The Voyages of s/v Silverheels III

...a virtual ship's logbook, and some thoughtful (unabashed?) reflections on our sea-going experiences.

04 November 2017 | Somewhere in the Eastern Caribbean
18 October 2017 | Le Marin, Martinique in the French West Indies
25 January 2017 | Gosier, Guadeloupe
19 January 2017 | Le Gosier, Guadeloupe
19 January 2017 | Le Gosier, Guadeloupe
19 January 2017 | St Pierre, Martinique
06 January 2017
01 January 2017 | Fort Du France, Martinique
28 December 2016 | Grand Anse d'Arlet, Martinique
24 December 2016
14 November 2016 | St Anne, Martinique
06 October 2016 | St Anne, Martinique
04 October 2016
20 July 2016 | Rodney Bay, St Lucia
15 June 2016
15 June 2016
13 June 2016 | Grand Anse d'Arlets
13 June 2016 | Grand Anse d'Arlets
09 May 2016 | Deshaies, Guadeloupe

Portsmouth Saturday Morning

12 January 2014 | Portsmouth, Dominica
Lynn
"Okay, Honey, let's go to the market!" I cried after I had bathed and dressed post-run. Ken knew that I really wanted to get to the market in good time so that I could get what I have dubbed a "Dominican breakfast sausage", a grilled plantain that is split down the middle like a hot dog bun, then filled with the salt cod mixture known as "bacalloo" (sp?). I had already set my travel mug out so that I could take my coffee with me - breakfast would be found at the market for me, whereas Ken had hedged his bets and had some cereal before my return.

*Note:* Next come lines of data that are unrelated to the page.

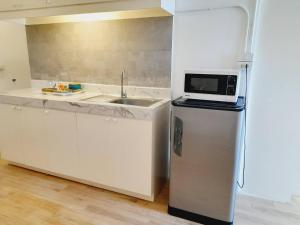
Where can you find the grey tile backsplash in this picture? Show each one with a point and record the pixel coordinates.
(97, 52)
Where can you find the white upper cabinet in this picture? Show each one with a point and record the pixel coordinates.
(15, 9)
(13, 5)
(56, 3)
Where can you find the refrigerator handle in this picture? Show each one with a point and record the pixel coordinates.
(178, 132)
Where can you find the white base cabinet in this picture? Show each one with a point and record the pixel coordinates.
(119, 154)
(116, 152)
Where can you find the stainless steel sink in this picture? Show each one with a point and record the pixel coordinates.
(135, 102)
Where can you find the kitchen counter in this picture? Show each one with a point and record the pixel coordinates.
(32, 97)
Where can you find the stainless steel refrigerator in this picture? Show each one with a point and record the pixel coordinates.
(206, 140)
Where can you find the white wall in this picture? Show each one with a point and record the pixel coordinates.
(14, 62)
(206, 40)
(273, 164)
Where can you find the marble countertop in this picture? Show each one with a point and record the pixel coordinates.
(81, 103)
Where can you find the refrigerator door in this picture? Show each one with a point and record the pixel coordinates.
(204, 161)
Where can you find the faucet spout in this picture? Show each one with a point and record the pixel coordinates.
(123, 93)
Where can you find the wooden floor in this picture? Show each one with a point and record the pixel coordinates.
(31, 198)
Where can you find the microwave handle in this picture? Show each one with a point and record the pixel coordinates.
(178, 132)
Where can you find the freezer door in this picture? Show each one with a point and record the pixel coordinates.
(204, 161)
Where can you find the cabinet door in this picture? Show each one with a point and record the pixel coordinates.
(96, 157)
(35, 147)
(21, 4)
(131, 145)
(54, 3)
(10, 134)
(60, 131)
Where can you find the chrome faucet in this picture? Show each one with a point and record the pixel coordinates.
(123, 93)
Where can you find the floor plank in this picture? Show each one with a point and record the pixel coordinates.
(31, 198)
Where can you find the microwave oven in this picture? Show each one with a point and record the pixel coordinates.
(222, 86)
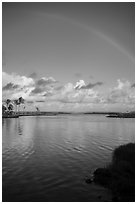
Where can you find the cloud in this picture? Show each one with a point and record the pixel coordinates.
(78, 75)
(90, 85)
(46, 81)
(16, 79)
(133, 85)
(10, 86)
(36, 90)
(122, 93)
(33, 75)
(81, 85)
(79, 95)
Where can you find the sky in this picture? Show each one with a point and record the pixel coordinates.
(69, 56)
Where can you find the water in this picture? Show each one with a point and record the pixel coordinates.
(47, 158)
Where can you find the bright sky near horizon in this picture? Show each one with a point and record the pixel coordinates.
(71, 56)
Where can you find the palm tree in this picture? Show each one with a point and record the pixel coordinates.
(21, 100)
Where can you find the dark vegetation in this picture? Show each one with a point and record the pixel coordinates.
(119, 175)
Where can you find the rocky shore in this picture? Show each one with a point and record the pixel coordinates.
(119, 175)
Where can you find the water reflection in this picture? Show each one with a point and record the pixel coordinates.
(45, 159)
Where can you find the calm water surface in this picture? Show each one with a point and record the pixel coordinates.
(47, 158)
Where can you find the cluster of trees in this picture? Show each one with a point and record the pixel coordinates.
(12, 105)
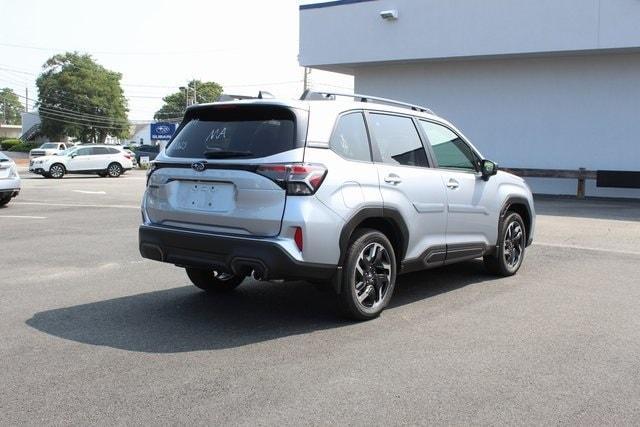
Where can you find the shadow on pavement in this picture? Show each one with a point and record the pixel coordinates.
(185, 319)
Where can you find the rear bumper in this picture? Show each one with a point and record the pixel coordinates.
(236, 254)
(9, 192)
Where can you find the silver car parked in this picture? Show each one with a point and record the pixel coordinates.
(9, 180)
(348, 190)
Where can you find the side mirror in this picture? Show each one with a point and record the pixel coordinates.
(488, 169)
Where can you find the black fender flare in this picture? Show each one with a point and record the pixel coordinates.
(393, 216)
(519, 200)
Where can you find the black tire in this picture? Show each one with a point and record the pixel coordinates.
(367, 273)
(114, 170)
(510, 250)
(212, 281)
(57, 171)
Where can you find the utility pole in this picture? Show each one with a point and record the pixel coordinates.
(307, 73)
(195, 92)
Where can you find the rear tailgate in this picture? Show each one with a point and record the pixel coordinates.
(221, 191)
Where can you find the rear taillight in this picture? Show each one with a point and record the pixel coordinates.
(297, 237)
(299, 179)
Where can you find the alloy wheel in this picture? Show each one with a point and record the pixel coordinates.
(372, 275)
(114, 170)
(513, 244)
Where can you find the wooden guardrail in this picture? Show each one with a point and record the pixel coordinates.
(581, 175)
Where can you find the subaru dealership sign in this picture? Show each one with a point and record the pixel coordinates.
(162, 131)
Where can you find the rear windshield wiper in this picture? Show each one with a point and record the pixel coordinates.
(223, 154)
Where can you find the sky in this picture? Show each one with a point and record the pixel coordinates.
(159, 45)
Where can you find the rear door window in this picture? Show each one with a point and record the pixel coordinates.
(398, 140)
(233, 131)
(450, 150)
(350, 139)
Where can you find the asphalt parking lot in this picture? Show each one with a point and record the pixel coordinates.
(92, 333)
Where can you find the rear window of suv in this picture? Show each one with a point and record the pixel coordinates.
(235, 131)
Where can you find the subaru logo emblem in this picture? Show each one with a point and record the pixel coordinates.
(198, 166)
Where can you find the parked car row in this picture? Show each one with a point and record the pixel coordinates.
(104, 160)
(9, 180)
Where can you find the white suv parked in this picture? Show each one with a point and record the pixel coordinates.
(104, 160)
(349, 193)
(48, 149)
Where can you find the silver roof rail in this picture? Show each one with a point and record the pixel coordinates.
(263, 94)
(315, 95)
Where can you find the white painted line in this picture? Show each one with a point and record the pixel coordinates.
(23, 216)
(585, 248)
(78, 205)
(90, 192)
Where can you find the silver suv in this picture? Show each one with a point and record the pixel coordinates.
(349, 192)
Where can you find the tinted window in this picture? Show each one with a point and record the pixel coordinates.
(241, 132)
(350, 139)
(86, 151)
(450, 150)
(398, 140)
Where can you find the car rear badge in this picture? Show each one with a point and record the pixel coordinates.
(198, 166)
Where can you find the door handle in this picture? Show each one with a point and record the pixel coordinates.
(392, 178)
(453, 184)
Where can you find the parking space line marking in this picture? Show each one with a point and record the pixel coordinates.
(23, 216)
(89, 192)
(585, 248)
(78, 205)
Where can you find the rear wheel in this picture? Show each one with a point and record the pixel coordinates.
(212, 280)
(114, 170)
(369, 275)
(56, 171)
(509, 254)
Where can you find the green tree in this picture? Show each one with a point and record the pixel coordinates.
(10, 107)
(79, 98)
(175, 104)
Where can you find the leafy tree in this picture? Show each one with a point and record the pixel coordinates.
(10, 107)
(79, 98)
(175, 103)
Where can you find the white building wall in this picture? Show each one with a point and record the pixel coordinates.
(546, 112)
(341, 35)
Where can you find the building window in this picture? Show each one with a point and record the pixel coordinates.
(398, 140)
(450, 150)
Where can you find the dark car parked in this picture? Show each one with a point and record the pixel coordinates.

We grabbed our backpacks, and I had lots of change in my pocket to make the transactions easier (a trick I learned years ago at farmers markets in Ontario). We reached the PAYS dock and secured the dinghy, then walked up towards the market, Ken snapping pictures with the handy GoPro camera as we went. We had our umbrellas hanging from my pack, just in case, but they were merely there as decoration this morning, the rain was holding off. We passed the Seventh Day Adventist church, with the pastor holding forth just after we heard a young girl complete a hymn with her sweet voice.

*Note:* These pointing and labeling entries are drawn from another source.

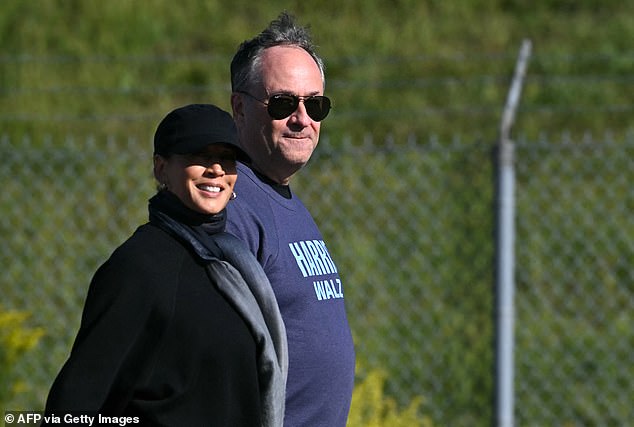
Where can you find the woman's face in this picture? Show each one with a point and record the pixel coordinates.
(203, 181)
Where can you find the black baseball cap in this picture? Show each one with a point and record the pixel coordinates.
(191, 128)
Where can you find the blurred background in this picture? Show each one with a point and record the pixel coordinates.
(402, 186)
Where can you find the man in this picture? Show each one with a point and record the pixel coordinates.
(278, 83)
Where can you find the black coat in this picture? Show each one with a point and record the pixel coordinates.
(158, 341)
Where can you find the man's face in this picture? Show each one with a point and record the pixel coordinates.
(279, 148)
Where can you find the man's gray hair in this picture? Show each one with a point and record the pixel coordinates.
(283, 31)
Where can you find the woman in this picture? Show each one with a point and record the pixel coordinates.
(180, 325)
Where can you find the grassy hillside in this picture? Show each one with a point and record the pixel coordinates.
(393, 66)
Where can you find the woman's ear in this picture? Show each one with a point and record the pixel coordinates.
(159, 168)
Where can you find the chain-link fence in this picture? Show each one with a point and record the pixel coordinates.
(411, 227)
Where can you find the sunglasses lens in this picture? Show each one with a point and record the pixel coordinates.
(317, 107)
(282, 106)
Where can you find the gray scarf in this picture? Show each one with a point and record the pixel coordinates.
(244, 284)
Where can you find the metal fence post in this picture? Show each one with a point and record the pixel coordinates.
(505, 255)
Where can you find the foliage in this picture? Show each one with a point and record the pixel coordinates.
(371, 407)
(393, 67)
(16, 339)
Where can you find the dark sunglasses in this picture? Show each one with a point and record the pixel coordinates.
(283, 105)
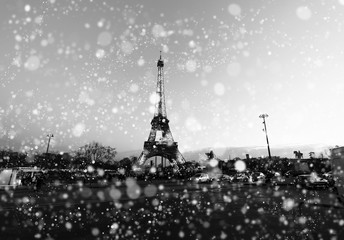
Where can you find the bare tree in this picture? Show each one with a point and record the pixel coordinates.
(96, 152)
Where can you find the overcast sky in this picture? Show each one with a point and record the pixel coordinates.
(86, 70)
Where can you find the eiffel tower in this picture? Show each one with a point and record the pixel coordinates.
(160, 141)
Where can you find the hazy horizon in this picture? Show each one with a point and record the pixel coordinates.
(86, 71)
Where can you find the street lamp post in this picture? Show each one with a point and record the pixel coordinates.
(49, 136)
(266, 132)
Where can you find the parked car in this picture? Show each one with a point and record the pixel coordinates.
(222, 177)
(311, 181)
(240, 177)
(20, 177)
(279, 179)
(200, 177)
(256, 178)
(329, 177)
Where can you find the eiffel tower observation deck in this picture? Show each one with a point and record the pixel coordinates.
(160, 140)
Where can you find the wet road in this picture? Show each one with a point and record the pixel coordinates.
(171, 210)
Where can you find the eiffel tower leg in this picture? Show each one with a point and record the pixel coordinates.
(179, 157)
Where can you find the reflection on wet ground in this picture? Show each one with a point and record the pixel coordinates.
(171, 210)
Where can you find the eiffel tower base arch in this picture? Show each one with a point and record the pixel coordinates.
(166, 150)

We made it to the main square by the big fishing dock to where the streets are more or less closed off to vehicular traffic to facilitate the vendors. Ken made a bee-line to the "breakfast sausage" lady who had a big smile and a "welcome back" for us. However, she didn't have any salt fish for the plantains. The heavy rain from that morning had thrown her routine off, and she had forgotten it at home; her son's cell phone went to voice mail when she called him to bring the baccalloo (if I keep changing my spelling, one of them is bound to be right). Would I like grilled plantain to go with my coffee? I was a little disappointed, as we had made sure we would arrive before she had run out of fish mixture, as has happened to me before.

Gnoshing on the grilled plantain (okay flavor but so dry), we purchased the fruits of the land. Sweet grapefruit, tomatoes, lettuce, cabbage... and imported carrots. I have decided to not purchase carrots as they are far more expensive than the rest of the produce.

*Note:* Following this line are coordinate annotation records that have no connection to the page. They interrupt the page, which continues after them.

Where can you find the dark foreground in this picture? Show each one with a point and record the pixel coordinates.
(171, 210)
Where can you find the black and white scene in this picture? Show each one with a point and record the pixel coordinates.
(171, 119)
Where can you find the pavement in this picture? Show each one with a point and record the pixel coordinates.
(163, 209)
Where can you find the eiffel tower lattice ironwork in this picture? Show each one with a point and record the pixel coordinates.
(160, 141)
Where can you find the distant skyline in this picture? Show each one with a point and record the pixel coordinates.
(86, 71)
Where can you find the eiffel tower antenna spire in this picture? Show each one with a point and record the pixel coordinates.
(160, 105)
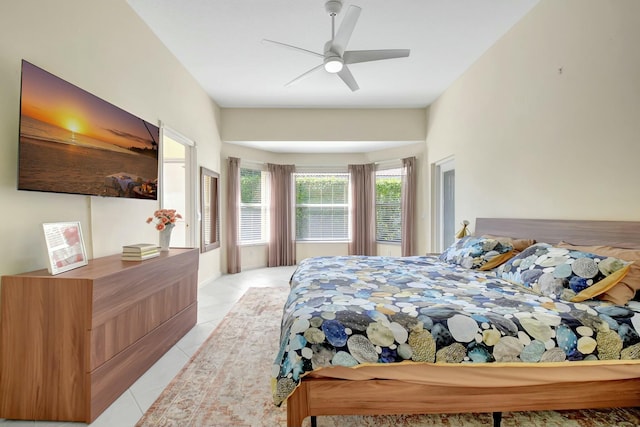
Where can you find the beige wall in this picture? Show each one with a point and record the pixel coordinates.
(104, 48)
(323, 124)
(546, 124)
(254, 256)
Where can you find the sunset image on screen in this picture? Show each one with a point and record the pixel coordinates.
(72, 141)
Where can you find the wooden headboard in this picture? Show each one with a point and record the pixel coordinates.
(622, 234)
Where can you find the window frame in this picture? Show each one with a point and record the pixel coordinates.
(263, 206)
(385, 172)
(346, 206)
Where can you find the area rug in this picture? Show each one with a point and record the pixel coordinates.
(227, 384)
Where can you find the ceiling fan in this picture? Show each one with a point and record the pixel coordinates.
(335, 57)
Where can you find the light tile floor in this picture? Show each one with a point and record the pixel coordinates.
(215, 299)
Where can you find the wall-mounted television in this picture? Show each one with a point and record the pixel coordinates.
(74, 142)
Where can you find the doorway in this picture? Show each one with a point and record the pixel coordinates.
(178, 185)
(445, 203)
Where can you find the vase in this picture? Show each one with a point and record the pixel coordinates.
(165, 237)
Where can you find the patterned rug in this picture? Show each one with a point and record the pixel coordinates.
(227, 384)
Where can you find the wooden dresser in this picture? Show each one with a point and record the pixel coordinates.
(71, 344)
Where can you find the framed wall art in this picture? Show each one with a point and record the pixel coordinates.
(65, 246)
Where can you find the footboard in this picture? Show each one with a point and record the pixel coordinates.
(319, 396)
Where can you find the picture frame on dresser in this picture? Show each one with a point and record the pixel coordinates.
(65, 246)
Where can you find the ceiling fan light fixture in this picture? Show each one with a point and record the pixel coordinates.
(333, 64)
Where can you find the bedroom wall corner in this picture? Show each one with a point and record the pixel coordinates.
(125, 65)
(544, 124)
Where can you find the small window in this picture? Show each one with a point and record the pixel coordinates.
(388, 205)
(254, 206)
(322, 206)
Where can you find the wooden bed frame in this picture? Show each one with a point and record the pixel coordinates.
(322, 396)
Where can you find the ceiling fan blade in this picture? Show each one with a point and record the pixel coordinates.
(299, 49)
(347, 25)
(347, 77)
(305, 74)
(355, 56)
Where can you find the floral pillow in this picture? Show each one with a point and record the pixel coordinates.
(568, 274)
(478, 253)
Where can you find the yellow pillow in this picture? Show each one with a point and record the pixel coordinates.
(623, 291)
(519, 245)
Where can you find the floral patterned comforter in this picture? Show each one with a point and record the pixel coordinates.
(353, 310)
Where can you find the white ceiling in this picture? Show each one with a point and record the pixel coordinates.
(220, 43)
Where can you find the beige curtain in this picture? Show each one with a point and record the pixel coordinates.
(363, 210)
(408, 205)
(282, 240)
(233, 215)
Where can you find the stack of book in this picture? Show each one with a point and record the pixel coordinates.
(139, 251)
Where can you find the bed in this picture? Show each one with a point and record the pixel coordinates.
(574, 366)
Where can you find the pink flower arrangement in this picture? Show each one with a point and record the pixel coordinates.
(163, 218)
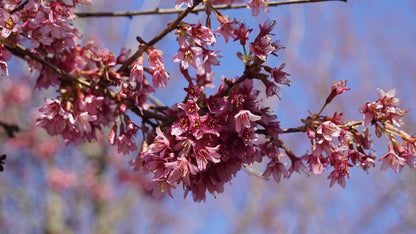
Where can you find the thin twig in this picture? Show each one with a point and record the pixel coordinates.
(159, 37)
(251, 171)
(10, 129)
(21, 52)
(158, 11)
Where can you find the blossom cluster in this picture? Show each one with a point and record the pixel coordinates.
(204, 140)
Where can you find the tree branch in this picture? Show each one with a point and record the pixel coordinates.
(158, 11)
(21, 52)
(162, 34)
(10, 129)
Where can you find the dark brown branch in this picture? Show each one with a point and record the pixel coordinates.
(158, 11)
(10, 129)
(159, 37)
(21, 52)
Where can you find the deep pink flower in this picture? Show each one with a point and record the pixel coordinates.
(209, 58)
(242, 34)
(387, 98)
(136, 72)
(243, 119)
(188, 56)
(317, 163)
(202, 35)
(337, 88)
(8, 23)
(123, 56)
(155, 59)
(160, 143)
(255, 6)
(227, 27)
(328, 130)
(61, 179)
(191, 109)
(181, 168)
(280, 76)
(179, 3)
(261, 47)
(277, 169)
(205, 153)
(160, 77)
(392, 160)
(160, 187)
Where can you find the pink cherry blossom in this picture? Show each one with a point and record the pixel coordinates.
(392, 160)
(243, 119)
(179, 3)
(255, 6)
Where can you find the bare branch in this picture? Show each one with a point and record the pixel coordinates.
(21, 52)
(10, 129)
(158, 11)
(251, 171)
(162, 34)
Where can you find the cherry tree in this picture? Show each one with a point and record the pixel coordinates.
(206, 137)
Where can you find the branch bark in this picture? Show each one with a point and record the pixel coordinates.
(158, 11)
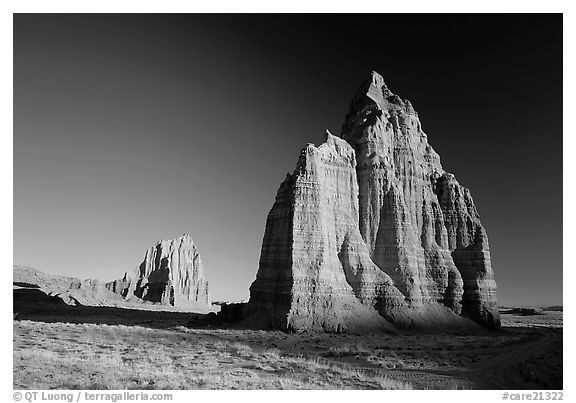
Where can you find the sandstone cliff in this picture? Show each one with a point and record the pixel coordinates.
(171, 274)
(69, 290)
(369, 229)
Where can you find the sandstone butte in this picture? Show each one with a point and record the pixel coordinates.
(369, 232)
(170, 274)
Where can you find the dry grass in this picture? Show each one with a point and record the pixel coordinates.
(91, 356)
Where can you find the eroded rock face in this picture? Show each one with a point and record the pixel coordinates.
(171, 274)
(369, 229)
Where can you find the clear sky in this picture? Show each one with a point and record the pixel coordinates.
(133, 128)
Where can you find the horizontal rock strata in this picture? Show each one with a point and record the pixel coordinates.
(171, 274)
(370, 230)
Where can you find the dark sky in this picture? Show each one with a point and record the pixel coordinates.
(133, 128)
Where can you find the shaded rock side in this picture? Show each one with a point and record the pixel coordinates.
(369, 230)
(68, 290)
(171, 274)
(315, 271)
(420, 225)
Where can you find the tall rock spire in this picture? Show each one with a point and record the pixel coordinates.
(369, 229)
(170, 274)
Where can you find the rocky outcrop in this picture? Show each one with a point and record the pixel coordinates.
(171, 274)
(30, 285)
(370, 230)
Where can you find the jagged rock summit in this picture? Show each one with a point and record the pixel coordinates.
(170, 274)
(370, 232)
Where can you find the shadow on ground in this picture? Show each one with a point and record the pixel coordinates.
(33, 304)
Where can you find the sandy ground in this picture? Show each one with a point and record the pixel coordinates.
(166, 350)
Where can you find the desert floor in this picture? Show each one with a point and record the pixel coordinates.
(114, 348)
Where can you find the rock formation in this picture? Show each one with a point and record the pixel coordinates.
(171, 274)
(370, 230)
(29, 284)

We took our time just wandering around the market area. Ken has had a burning question for about 3 years now, and he was going to get it answered. Throughout the islands, we have noticed chickens running freely, going where they will, often with chicks clustered around the hens. Ken has always wondered how locals know whose chicken is who's when it comes time to put one in the pot. The lady who answered him had a good laugh at the question, but answered him quite seriously. She explained that people feed "their" chickens, and they became used to being called for feed time. If a chicken came when you called, it was yours, and if it didn't, it was somebody else's dinner. That's a pretty simple system, and it seems to work. We don't know if that is everywhere in the islands, but in Portsmouth and area, that is the poultry protocol.

I also had a chance to find out about some of my favourite fruits, and their Dominican names. In Grenada, we have come to love "water lemons", a relative to passion fruit with an orange coloured peel that is softer than the passion fruit. The inside is also much sweeter. Here, they are called "pomme million (meel-yee-ohn)". What are "apricots" here are "mammy apples" in Grenada. Not to be confused with what North Americans call apricots, these fruit are about the size of two fists, have a vaguely apricot taste, and firmer flesh. The peel must be removed, and there are a couple of stones to be avoided. In Dominca, they are readily available when in season, in Grenada, they are hard to find.

The market has a fun, party atmosphere. Music is playing, people are meeting and greeting, and the colourful displays of fruit and veggies add to the festive feel. This is the place to be on a Saturday morning, unless you are a Seventh Day Adventist. Getting there early is only necessary if you want to be absolutely sure to get something specific (like the salt fish) but there is an abundance of produce available. Quench your thirst with fresh coconut water, buy some bread, fresh eggs put in clear plastic bags, or maybe some fish. This is one of my favourite markets in the Eastern Caribbean, as it is so laid back and friendly. There are certainly bigger markets, with more pizzazz and more to purchase, but I like the feel of the Portsmouth market.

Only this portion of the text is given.